Sweden-based Readly is cutting the subscription price of its Spotify-style product for digital magazines in the UK, as it looks to drive up customer numbers.
Like Spotify, Readly, which originally launched in Sweden in 2012, offers readers unlimited downloads of digital magazines as a subscription service.
Readly, which launched in the UK in 2014, is now cutting its monthly subscription from £9.99 to £7.99 in an effort to woo more customers.
Readly does not disclose overall UK subscription numbers, but said that subscriber numbers have nearly doubled between 2014 and 2015.
Ranj Begley, Readly UK’s managing director, said: “We have managed to grow so quickly because of our scale and our single-minded focus on digital – things that most individual publishers find difficult to achieve on their own.
“We have spent a lot of promotional money building our brand. We also have a wide range of magazines in our inventory which makes the service very attractive to the consumer when it is offered in an all-you-can-read payment model.
"For a magazine enthusiast, £9.99 a month for unlimited digital reading is an absolute no-brainer. Yet we now want to go beyond that core market to target what we call the Entertainment Junkie. These people tend to subscribe to more than one stream of entertainment – many are using services such as Sky, Netflix, Spotify and Amazon Prime in parallel.”

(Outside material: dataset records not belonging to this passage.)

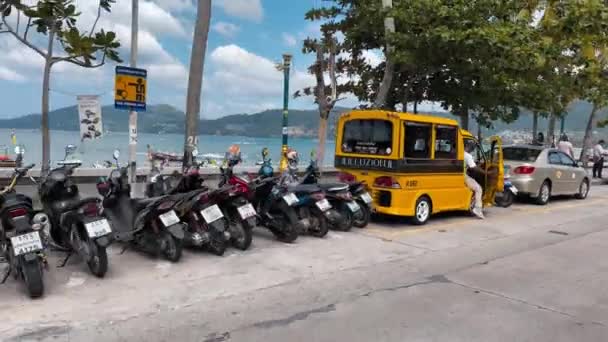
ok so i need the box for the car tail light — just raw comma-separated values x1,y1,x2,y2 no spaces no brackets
9,207,27,218
311,192,325,200
513,166,535,175
373,176,401,189
157,201,175,210
81,202,100,217
338,172,356,183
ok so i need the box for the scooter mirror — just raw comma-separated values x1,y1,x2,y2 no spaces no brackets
64,144,77,160
113,149,120,161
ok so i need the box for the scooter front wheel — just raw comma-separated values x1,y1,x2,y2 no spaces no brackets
230,219,253,251
352,201,370,228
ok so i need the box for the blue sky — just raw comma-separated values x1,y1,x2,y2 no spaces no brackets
0,0,346,119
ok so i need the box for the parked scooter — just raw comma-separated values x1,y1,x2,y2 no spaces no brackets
145,158,232,255
495,166,518,208
297,154,360,231
39,145,112,277
0,163,50,298
235,148,301,243
96,150,186,262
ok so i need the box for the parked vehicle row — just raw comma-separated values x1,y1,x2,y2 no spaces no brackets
0,145,373,298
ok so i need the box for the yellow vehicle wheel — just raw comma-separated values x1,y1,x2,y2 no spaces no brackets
412,196,431,225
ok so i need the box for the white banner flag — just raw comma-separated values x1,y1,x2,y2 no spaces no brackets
77,95,103,141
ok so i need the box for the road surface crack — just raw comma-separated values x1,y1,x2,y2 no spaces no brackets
251,303,336,329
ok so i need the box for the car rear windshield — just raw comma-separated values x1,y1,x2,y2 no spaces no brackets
342,119,393,155
503,147,541,162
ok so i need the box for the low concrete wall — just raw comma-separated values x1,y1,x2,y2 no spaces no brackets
0,166,340,185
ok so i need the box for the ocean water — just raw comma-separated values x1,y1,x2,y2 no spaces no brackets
0,129,336,167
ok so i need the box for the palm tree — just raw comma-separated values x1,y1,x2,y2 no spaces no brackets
183,0,212,168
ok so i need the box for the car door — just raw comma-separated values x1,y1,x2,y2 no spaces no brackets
547,151,567,195
483,136,504,206
557,152,581,193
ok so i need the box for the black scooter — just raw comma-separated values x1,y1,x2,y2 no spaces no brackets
300,157,371,229
39,145,112,277
0,164,51,298
97,150,187,262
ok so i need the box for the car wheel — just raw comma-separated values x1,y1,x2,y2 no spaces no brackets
535,181,551,205
412,196,431,225
575,179,589,200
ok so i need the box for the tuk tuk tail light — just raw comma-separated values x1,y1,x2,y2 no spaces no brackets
373,176,401,189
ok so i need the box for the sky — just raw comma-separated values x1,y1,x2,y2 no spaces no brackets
0,0,441,119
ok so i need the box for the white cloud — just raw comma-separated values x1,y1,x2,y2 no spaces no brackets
204,45,316,115
282,33,298,47
150,0,194,12
361,50,383,68
0,67,26,82
215,0,264,23
212,22,241,38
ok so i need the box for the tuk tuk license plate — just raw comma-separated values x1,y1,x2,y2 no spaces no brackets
201,205,224,224
360,192,373,204
346,201,361,212
315,199,332,212
159,210,180,227
283,193,299,206
11,231,43,256
85,219,112,238
237,203,256,219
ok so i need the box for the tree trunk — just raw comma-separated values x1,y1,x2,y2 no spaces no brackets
317,115,329,169
183,0,211,168
580,103,599,166
373,0,394,109
41,31,55,176
460,110,469,131
532,112,538,143
547,114,556,147
413,101,418,114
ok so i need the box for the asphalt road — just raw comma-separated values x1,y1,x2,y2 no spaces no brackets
1,185,608,341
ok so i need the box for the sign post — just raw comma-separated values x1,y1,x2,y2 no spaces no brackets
114,65,147,193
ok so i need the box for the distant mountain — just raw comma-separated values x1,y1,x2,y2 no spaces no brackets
0,101,603,137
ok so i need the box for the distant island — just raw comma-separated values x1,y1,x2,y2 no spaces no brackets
0,101,602,138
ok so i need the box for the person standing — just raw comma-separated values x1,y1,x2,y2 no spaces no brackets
464,141,485,219
557,133,574,158
593,140,608,179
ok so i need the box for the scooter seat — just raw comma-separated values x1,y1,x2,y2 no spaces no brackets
287,184,322,194
55,197,99,212
131,197,159,212
317,183,349,192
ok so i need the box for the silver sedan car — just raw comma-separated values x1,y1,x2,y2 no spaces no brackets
503,145,590,205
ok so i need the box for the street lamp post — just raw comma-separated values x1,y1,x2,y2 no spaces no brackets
129,0,139,196
279,54,292,172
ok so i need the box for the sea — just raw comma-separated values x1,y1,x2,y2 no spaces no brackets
0,129,336,167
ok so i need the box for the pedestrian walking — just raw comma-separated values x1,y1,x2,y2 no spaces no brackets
557,133,574,159
593,140,608,179
464,141,485,219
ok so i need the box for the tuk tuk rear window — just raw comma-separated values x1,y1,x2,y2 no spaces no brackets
503,147,541,162
342,119,393,155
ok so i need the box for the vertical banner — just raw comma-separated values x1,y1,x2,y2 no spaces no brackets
77,95,103,141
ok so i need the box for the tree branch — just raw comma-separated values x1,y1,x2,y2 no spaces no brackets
52,53,107,68
1,17,47,58
89,2,102,37
23,17,32,41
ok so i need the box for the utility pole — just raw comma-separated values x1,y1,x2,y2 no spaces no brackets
183,0,212,169
560,115,566,134
129,0,139,195
279,54,292,172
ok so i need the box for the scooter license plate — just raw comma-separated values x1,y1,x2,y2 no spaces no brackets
360,192,373,204
11,231,43,256
509,185,519,195
346,201,361,212
159,210,180,227
315,199,332,212
283,193,299,206
85,219,112,238
201,205,224,224
237,203,256,219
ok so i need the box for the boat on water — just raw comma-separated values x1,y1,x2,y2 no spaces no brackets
0,145,23,168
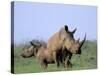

Other facts released by Readly include that 82 percent of the issue downloaded are current issues, with 18 percent back issues; and that subscribers are spending an average of over 5 hours reading time per month.
Readly is also developing its service in an attempt to make it more consumer friendly. Unlike before, consumers can now search by top for specific articles across the whole magazine inventory.
The Readly app offers access to PDF-style page-turning digital editions of magazines – with active weblinks if readers are online.
Readly takes 30 per cent of sales and shares the remainder of the revenue with publishers according to how much time readers spend with each publication.
Subscriber names are not shared with publishers, but Readly does offer in-depth anonymised analytics which include demographic information.
There is no up-front cost for publishers and Readly claims that typically there is a two per cent cross over between those who access titles on the new app and existing readers.
Some 80 publishers representing 3,000 titles are said to have signed up to Readly in Sweden and the US.